Gun control and the Yemen conflict; women’s abuses in America and women’s abuses in Iraq; food insecurity in the U.S. and famine in Venezuela. The contrast of these issues — of those that worry the everyday American and those that destroy the lives of people every day in countries across the world — can be a daunting one. However, comparing your life and your issues to those of other people in another country is a task fraught with risk.
We all heard the saying as kids when we wouldn’t finish our veggies: “There are starving kids in Africa who don’t get anything to eat — you should be grateful to even have this meal.” And while that might motivate you to choke down another asparagus stalk, that comparison is wholly unfair.
Comparing issues across national borders not only partakes in an irresponsible ignorance of the massive cultural and developmental differences between countries, but can also actually serve to worsen the disparity between peoples of different nationalities.
In his book The Broken Ladder, UNC professor Keith Payne spends hundreds of pages examining the overwhelming evidence that comparisons to people outside of one’s social and economic strata has adverse impacts on a person’s psyche and decision-making process.
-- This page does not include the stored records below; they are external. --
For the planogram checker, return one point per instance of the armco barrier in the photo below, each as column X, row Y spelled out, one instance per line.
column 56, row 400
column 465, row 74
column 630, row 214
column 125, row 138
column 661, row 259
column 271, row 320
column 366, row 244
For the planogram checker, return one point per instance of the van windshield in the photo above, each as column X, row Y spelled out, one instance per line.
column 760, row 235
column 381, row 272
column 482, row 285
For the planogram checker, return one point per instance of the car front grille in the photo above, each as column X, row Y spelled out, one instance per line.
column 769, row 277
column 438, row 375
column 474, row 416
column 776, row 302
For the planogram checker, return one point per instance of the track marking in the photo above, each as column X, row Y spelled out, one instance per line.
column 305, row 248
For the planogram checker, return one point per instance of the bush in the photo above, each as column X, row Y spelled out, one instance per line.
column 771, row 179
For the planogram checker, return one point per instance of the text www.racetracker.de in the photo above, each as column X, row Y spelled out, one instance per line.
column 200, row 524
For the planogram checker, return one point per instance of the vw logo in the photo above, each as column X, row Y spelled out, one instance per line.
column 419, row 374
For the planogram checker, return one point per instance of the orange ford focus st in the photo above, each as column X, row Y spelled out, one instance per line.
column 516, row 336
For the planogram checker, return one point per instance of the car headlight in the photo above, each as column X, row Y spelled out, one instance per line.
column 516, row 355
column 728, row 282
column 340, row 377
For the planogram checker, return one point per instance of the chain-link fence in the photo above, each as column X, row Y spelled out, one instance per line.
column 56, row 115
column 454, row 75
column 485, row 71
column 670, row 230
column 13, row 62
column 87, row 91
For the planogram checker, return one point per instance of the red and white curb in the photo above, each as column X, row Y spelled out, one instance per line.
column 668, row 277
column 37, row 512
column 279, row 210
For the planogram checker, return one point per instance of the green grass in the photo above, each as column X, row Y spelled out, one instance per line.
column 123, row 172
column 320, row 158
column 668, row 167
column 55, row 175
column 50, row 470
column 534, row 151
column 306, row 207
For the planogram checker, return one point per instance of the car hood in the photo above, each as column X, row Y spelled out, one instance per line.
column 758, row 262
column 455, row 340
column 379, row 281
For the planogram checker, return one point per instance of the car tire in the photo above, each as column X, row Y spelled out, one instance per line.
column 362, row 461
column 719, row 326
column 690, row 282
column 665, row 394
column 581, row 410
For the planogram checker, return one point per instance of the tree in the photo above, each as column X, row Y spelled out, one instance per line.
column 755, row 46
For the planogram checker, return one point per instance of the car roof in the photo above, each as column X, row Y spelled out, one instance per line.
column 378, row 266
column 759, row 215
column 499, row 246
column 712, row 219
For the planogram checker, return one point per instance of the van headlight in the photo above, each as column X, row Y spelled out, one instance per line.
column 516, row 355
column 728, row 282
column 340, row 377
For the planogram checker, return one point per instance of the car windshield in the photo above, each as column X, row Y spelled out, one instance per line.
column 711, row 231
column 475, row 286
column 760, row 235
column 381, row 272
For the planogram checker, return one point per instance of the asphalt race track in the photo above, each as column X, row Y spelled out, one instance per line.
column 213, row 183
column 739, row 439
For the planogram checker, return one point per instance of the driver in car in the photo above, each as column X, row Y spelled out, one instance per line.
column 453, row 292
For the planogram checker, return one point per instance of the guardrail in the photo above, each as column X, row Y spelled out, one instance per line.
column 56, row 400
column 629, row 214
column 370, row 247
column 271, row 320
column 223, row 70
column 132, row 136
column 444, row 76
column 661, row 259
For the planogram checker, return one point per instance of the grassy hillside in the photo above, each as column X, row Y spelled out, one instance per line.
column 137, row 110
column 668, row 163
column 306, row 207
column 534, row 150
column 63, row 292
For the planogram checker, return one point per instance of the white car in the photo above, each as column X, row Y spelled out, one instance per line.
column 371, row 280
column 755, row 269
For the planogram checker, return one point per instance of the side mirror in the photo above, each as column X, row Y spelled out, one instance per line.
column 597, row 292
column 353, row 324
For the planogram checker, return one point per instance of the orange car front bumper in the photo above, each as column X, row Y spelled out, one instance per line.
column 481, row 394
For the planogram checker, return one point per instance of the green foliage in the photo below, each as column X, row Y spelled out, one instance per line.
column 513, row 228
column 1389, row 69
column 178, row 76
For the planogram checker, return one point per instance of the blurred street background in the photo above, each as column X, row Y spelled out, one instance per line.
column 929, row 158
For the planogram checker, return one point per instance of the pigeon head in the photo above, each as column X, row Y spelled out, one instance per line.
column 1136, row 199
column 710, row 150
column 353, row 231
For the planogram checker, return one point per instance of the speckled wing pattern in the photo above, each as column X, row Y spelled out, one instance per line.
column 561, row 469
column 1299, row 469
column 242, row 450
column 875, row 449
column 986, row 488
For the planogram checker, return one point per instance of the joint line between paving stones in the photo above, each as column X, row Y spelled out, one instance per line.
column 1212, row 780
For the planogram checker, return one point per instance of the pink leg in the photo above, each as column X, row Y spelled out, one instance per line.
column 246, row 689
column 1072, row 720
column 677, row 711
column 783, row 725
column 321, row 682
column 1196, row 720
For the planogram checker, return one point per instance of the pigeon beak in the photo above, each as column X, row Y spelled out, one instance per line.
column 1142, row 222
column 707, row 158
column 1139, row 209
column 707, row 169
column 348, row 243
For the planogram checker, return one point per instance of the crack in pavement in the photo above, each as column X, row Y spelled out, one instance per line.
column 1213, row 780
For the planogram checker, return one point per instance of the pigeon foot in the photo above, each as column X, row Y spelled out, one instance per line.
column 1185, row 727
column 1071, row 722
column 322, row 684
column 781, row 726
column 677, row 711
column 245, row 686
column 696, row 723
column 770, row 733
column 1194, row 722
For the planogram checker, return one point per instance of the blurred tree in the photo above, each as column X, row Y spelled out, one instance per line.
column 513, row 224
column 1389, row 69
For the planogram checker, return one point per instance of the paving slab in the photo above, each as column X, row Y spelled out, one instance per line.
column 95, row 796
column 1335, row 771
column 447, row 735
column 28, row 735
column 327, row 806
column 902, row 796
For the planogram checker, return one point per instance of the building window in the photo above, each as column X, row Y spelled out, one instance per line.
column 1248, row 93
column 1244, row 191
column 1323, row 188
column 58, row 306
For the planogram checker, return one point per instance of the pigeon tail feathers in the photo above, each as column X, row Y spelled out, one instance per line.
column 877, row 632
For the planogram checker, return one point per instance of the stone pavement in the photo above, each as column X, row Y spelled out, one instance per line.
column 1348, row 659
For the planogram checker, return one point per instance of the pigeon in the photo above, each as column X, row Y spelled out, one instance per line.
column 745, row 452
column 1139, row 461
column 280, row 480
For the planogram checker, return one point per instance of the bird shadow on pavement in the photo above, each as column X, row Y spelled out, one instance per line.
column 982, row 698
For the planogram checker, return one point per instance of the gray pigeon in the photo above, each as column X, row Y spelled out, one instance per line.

When we, as children, compare ourselves to those starving kids in Africa, it has two main outcomes. The first is that we come to understand that we have something, and those African children do not have that thing — in this case it’s food. Second, and more insidiously, we come to think of those African children as separate from us — as “the other.” And there lies the true danger of cross border comparisons.
Too often, these comparisons are framed through the lens of difference — it’s easy to think, for example, that a Syrian refugee lives in a totally different world from us and is of an entirely different stock than us. They are, therefore, not one of us. This in turn makes it more and more difficult for us to empathize with their plight and fulfill our moral duty to help them.
While the differences among people of the world are undeniable, it’s also undeniable that we share one key feature: we are all humans. That’s what is important to remember when juggling with the issues that plague humans around the globe. Comparisons aren’t all bad, so long as they’re done in a manner that balances them with a consideration of the things that make us the same.
For each time that you fret over the political insecurity that’s displaced millions in the Middle East, remind yourself that those displaced humans have many of the same wants and needs that you do. They seek a roof over their head and a meal on their dinner table every night. And while most of us here at Carrboro are lucky enough to have those things, that doesn’t make us any better or any different than the people that don’t, especially as those who go without can be found in a tent camp in Turkey and in the seat next to us in chemistry.